In Europa träumten Generationen von Straßenkreuzern und Muscle-Cars
Von diesen und anderen Verwerfungen bekamen Europäer in jenen Jahren allerdings kaum etwas mit. Generationen von Autofans pflegten ihre eigenen Träume vom automobilen US-Markt. Häufig ging es dabei um mächtige Straßenkreuzer und Muscle-Cars mit überbordender Leistung aus einem Big Block-V8. Letzterer galt schon immer als probater Ausweis für die Originalität eines amerikanisches Autos.

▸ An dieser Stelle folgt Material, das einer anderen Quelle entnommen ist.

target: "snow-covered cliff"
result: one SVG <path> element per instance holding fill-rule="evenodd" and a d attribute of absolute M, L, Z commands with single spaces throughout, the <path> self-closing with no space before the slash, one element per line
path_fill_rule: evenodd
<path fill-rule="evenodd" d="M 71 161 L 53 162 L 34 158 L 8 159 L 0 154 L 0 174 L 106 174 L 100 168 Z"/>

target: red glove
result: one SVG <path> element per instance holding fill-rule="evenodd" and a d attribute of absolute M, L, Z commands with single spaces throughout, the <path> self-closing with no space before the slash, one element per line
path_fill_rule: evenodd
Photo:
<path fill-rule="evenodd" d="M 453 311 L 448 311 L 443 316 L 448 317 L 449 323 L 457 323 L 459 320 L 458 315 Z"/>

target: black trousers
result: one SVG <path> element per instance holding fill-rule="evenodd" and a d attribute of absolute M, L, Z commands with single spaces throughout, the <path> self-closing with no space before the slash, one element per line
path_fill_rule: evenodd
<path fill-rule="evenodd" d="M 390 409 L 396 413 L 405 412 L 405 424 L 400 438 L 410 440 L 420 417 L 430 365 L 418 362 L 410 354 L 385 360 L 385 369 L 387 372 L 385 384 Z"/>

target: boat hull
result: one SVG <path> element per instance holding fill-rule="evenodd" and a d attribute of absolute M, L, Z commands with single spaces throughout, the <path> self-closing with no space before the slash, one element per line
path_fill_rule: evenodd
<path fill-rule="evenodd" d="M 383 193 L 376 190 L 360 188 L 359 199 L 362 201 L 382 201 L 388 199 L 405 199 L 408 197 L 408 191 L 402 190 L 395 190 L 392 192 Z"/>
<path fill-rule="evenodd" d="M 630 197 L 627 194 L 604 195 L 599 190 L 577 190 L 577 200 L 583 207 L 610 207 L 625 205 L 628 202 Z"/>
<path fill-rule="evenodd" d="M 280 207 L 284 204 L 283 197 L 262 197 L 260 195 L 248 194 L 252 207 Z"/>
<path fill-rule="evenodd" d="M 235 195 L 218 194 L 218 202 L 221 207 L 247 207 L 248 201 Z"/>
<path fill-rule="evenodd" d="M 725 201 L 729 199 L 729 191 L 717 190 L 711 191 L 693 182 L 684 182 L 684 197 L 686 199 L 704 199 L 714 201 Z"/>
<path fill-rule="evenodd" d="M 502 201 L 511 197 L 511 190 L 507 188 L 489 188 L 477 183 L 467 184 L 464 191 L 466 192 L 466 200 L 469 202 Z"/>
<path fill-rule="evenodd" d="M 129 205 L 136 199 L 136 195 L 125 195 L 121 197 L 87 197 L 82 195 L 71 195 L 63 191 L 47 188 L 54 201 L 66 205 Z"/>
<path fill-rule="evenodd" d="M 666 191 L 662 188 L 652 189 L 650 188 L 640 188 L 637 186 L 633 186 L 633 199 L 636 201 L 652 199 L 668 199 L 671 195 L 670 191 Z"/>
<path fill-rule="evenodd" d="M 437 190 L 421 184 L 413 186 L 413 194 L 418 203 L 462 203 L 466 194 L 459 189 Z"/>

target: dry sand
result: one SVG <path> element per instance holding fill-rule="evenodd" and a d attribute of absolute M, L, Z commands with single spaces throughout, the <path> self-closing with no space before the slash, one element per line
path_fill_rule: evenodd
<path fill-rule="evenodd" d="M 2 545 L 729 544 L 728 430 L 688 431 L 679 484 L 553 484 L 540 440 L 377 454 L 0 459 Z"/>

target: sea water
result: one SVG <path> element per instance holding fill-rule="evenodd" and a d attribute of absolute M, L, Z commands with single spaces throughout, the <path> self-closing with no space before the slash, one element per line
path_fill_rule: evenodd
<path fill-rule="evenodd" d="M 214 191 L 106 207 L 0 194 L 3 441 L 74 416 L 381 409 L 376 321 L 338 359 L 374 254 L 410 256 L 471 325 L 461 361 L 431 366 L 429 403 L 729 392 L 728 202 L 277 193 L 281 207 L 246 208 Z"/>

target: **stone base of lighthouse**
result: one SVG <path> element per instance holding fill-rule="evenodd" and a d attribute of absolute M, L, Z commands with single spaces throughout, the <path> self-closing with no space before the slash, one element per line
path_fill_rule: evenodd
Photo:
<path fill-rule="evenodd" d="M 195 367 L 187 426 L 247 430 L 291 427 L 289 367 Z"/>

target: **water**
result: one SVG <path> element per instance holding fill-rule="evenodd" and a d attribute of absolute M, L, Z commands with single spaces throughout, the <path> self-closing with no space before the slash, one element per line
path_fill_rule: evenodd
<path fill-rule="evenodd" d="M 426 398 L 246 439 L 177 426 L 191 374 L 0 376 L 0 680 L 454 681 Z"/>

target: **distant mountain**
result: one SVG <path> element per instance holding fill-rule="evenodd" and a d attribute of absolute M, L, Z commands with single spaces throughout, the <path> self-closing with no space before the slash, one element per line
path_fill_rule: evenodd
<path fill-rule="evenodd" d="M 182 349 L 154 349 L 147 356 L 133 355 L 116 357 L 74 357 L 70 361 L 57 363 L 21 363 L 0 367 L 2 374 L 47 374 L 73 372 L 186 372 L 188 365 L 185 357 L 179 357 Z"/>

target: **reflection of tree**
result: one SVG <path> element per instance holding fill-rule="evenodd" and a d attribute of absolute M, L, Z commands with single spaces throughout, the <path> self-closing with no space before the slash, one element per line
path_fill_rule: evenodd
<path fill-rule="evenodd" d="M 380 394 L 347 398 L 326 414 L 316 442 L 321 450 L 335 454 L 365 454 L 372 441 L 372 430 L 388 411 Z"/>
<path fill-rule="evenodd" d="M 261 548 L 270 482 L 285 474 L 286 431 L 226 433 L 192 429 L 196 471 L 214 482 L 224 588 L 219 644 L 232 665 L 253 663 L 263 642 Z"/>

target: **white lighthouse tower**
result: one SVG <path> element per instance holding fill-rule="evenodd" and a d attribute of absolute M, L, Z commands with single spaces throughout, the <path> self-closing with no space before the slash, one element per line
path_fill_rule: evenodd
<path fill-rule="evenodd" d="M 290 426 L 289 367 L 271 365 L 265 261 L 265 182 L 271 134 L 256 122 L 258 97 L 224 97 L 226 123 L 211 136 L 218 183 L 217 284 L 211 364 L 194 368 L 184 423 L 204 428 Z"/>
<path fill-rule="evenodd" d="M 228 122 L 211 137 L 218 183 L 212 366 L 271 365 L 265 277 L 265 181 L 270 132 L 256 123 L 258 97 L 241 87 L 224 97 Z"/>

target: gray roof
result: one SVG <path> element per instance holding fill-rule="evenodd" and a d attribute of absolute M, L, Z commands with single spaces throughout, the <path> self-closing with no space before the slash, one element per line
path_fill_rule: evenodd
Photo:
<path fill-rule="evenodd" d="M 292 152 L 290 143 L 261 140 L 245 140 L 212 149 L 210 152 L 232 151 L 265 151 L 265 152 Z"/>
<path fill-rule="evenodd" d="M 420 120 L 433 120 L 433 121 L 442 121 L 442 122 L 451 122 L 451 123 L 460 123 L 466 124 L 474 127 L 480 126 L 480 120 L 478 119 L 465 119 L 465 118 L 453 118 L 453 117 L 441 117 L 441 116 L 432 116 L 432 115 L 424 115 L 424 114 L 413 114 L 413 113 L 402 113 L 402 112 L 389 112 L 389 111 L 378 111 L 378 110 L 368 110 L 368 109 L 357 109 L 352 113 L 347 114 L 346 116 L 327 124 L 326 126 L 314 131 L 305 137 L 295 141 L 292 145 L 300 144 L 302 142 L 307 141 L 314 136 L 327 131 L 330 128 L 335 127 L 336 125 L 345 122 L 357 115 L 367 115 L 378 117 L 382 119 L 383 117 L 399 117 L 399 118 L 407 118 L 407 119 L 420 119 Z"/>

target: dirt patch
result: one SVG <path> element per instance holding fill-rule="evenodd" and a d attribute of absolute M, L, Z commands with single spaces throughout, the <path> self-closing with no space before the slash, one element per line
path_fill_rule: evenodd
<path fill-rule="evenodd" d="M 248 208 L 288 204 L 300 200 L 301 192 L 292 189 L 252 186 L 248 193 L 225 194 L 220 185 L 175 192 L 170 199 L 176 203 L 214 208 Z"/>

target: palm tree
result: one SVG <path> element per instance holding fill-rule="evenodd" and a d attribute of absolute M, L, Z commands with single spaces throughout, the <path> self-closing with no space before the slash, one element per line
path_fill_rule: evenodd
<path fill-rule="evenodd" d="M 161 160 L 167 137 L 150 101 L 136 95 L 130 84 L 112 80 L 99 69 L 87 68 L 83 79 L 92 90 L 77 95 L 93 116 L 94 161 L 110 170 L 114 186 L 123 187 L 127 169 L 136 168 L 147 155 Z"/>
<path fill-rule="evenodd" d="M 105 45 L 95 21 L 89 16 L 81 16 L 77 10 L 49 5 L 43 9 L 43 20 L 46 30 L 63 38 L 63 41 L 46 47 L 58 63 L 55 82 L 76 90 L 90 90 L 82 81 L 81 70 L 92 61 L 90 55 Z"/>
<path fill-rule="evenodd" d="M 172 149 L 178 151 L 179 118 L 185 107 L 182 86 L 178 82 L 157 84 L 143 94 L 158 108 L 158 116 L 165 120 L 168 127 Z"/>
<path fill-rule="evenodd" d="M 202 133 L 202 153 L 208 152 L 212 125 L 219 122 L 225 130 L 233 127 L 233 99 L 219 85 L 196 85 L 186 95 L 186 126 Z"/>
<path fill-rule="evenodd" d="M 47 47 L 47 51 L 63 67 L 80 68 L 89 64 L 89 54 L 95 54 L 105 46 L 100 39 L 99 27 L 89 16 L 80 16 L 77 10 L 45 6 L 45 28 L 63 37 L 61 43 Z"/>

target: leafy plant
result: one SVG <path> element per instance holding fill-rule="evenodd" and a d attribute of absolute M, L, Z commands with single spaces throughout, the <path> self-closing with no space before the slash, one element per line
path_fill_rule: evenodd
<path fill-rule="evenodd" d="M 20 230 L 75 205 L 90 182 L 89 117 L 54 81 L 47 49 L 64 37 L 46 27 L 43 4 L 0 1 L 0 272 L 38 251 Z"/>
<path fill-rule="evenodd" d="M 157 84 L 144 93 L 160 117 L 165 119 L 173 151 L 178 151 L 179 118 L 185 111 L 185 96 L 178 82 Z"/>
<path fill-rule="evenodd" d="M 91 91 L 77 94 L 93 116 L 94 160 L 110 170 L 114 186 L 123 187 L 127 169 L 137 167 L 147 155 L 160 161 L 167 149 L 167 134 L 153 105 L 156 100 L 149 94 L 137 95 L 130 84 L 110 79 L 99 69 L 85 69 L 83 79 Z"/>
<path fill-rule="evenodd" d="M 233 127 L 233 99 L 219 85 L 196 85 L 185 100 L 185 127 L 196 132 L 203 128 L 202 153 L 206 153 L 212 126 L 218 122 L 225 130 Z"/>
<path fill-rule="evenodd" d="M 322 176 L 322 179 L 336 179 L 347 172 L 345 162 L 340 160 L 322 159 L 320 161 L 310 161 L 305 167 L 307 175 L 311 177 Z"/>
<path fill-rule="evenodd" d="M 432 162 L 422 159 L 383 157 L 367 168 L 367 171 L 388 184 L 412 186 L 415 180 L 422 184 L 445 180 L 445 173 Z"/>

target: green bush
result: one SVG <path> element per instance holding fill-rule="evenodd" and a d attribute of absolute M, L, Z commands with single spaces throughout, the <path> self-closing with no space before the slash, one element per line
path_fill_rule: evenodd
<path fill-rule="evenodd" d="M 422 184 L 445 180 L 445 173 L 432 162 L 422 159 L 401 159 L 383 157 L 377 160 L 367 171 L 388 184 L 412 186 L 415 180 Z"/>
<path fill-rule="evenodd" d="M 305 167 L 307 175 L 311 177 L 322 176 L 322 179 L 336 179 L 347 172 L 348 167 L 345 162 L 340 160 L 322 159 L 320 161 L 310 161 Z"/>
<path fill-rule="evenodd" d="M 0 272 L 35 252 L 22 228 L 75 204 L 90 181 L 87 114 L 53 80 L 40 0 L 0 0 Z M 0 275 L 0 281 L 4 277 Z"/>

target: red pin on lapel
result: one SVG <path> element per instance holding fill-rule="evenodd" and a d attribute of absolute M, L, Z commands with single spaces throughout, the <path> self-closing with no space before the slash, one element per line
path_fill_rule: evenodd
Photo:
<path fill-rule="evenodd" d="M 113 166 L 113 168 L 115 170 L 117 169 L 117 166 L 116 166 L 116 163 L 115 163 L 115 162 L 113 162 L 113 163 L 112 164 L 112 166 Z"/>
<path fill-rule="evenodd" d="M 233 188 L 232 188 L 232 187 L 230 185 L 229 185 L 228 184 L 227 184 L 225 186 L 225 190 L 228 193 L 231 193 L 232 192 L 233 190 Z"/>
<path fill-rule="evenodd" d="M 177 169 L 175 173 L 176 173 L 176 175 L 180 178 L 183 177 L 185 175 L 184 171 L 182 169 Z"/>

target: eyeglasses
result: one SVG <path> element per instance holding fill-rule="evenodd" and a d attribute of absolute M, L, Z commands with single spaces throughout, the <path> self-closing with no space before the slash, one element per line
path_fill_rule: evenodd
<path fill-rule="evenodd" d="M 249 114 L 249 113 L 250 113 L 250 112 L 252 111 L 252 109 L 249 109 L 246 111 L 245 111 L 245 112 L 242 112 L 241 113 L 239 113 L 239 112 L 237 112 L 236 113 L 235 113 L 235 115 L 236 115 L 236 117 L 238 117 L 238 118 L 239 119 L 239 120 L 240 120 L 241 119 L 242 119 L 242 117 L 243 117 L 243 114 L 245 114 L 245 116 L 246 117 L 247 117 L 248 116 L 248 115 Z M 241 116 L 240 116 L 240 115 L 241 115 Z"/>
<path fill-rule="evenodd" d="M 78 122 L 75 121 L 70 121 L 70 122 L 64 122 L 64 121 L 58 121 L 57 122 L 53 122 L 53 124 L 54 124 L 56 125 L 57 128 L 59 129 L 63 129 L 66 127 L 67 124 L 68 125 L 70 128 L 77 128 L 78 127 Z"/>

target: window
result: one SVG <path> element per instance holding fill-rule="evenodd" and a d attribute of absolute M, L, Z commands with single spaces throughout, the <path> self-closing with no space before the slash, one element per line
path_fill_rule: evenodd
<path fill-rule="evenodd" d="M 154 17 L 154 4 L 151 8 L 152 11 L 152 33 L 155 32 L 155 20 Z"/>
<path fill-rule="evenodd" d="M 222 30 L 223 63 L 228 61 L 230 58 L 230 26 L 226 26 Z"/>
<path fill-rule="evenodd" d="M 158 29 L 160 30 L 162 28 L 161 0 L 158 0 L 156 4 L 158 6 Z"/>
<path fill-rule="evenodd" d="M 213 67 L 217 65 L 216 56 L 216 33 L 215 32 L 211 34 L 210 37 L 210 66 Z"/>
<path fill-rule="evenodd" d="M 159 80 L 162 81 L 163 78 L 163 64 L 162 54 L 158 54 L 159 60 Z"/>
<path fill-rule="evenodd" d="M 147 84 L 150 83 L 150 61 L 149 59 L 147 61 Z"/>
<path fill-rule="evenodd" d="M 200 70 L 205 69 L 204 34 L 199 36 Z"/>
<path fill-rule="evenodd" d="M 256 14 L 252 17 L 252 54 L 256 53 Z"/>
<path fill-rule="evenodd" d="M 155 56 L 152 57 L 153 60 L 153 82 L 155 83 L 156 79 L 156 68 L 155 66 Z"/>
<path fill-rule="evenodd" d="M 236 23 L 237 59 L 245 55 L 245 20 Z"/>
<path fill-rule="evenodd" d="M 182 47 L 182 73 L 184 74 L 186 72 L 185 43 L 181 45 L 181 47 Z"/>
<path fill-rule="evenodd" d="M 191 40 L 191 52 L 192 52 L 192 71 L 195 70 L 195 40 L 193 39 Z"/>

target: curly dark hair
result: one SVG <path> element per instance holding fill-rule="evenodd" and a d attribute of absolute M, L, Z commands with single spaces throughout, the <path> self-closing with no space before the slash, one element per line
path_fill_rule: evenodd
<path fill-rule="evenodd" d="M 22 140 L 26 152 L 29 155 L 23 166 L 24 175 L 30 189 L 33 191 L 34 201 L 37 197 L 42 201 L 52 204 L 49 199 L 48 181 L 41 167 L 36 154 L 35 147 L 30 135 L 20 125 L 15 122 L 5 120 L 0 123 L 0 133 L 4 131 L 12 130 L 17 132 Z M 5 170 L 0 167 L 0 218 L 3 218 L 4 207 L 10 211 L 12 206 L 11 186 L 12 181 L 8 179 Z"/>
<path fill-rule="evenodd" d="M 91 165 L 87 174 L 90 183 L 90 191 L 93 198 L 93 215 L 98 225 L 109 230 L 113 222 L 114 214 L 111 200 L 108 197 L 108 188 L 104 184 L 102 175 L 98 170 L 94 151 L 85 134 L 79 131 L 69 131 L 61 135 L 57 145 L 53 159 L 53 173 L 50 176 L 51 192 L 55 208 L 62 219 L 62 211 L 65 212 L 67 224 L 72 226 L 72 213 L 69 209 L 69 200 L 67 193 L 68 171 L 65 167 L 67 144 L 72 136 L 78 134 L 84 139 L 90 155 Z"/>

Die Entsprechungen auf dem realen Markt waren stattliche Coupés vom Schlag eines Oldsmobile Toronado, das Anfang der 1970er mit einem 7,5-Liter-V8 mit 385 PS Leistung aufwarten konnte. In der gleichen Liga spielte der Pontiac Firebird, der sich bis zum Produktionsende 2002 zu einem der erfolgreichsten Modelle der Marke entwickeln sollte und der sogar in der populären Fernsehserie Knight Rider eine Hauptrolle spielte. KITT, genauer: der Knight Industries Two Thousand – im echten Autoleben ein Pontiac Firebird Trans Am, Baujahr 1982 – war ein nach heutigen Begriffen „autonomes“ Roboterauto, das unter anderem mit Raketenabtrieb und Emergency Braking System die Phantasien des technologischen Fortschritts bediente. Dass in Deutschland die Fachpresse den amerikanischen Dickschiffen häufig ein schwammiges Fahrwerk und vergleichsweise schlechte Bremsen nachsagte, dürfte in der Praxis niemanden gestört haben. Von dicken Autos träumen war in Ordnung, aber sich so ein Auto ernsthaft in die Garage stellen?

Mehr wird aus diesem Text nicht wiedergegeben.